"Across the river lies Warkworth, one of the most exciting small towns in Britain, graced with a medieval bridge and toll house, a castle of great distinction, a Norman church, and the Hermitage, cut out of the solid rocks on the river bank."
The Companion Guide To Northumbria. Edward Grierson. 1976.
The new bridge, just east of the old, was constructed in the mid-1960s as the old bridge had long been a serious bottleneck to traffic owing to the very restricted width (11 feet) and the gatehouse at the south end. The new bridge is of concrete and steel with concrete cutwaters and is wide enough (45 feet) for two lanes of traffic and carries the A1068 road between Amble (via Warkworth) to Alnwick. Girders came from Middlesbrough and the facing stones used on the retaining wall on the north side (seen in the two lower photographs) was partly constructed using stones reclaimed from the demolished Longhoughton railway station (closed 1962) a few miles north.

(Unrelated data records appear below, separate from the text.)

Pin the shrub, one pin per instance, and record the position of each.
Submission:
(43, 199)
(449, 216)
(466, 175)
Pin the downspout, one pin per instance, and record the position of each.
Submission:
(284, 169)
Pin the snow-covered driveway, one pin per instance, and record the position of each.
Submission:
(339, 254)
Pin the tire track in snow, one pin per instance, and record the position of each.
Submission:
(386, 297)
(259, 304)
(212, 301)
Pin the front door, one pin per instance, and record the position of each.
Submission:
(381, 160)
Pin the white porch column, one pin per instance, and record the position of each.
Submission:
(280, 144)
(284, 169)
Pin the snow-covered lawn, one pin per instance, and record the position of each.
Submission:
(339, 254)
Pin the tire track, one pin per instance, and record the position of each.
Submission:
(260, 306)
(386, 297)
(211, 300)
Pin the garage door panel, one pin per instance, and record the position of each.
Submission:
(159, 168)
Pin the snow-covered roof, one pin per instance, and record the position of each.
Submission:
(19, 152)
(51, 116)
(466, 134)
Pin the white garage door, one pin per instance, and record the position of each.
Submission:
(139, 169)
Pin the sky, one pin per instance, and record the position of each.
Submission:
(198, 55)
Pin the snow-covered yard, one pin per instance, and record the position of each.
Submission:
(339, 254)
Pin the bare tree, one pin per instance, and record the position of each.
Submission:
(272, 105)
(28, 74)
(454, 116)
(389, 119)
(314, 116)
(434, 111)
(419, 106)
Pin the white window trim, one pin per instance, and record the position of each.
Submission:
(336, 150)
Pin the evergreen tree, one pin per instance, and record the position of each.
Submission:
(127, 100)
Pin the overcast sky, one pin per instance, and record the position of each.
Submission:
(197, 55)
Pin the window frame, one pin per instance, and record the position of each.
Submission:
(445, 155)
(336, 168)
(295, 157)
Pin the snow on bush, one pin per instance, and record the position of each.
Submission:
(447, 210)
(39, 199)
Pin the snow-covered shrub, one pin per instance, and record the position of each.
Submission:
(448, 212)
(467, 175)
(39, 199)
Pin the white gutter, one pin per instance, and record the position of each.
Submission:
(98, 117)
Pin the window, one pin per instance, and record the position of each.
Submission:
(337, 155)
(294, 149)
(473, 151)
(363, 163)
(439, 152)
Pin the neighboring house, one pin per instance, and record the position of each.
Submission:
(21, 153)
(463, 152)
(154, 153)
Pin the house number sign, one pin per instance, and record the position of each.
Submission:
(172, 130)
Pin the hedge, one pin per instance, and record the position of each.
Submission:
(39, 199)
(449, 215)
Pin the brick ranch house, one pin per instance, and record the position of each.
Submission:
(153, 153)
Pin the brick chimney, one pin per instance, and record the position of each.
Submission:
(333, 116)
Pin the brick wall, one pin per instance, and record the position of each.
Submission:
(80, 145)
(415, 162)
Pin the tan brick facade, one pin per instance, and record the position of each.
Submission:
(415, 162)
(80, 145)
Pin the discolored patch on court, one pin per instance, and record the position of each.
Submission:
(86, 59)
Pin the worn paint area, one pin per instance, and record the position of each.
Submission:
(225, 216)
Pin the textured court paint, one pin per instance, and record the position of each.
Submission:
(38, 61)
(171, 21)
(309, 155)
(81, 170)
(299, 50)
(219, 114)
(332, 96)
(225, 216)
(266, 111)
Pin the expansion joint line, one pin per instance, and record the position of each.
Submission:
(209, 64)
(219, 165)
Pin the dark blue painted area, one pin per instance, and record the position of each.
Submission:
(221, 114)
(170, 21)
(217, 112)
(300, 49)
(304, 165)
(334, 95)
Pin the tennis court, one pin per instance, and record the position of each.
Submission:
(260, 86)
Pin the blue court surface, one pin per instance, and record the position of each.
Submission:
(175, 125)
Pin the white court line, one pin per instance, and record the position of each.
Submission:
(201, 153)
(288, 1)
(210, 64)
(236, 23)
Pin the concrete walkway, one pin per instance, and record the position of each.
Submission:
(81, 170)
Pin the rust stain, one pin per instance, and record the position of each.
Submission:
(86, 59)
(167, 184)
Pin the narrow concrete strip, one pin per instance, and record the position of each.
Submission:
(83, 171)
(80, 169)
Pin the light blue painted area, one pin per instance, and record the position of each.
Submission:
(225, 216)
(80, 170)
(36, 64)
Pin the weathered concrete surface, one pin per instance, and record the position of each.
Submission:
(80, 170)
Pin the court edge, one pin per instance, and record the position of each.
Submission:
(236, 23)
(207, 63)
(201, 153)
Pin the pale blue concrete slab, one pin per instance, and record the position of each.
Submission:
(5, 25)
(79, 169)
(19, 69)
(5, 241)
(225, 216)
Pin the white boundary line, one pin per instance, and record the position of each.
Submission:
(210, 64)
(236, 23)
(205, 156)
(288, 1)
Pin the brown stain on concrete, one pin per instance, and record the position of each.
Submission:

Good views of the old bridge and the river are obtained from this bridge, and the castle can be seen standing at the top of the hill. On the south side a road called The Butts leads past the Schoolhouse of 1736 and thence along the riverbank and uphill to the castle.
Three quarters of a mile downstream is a dam or weir, built to prevent fishing on the tidal stretch of the river.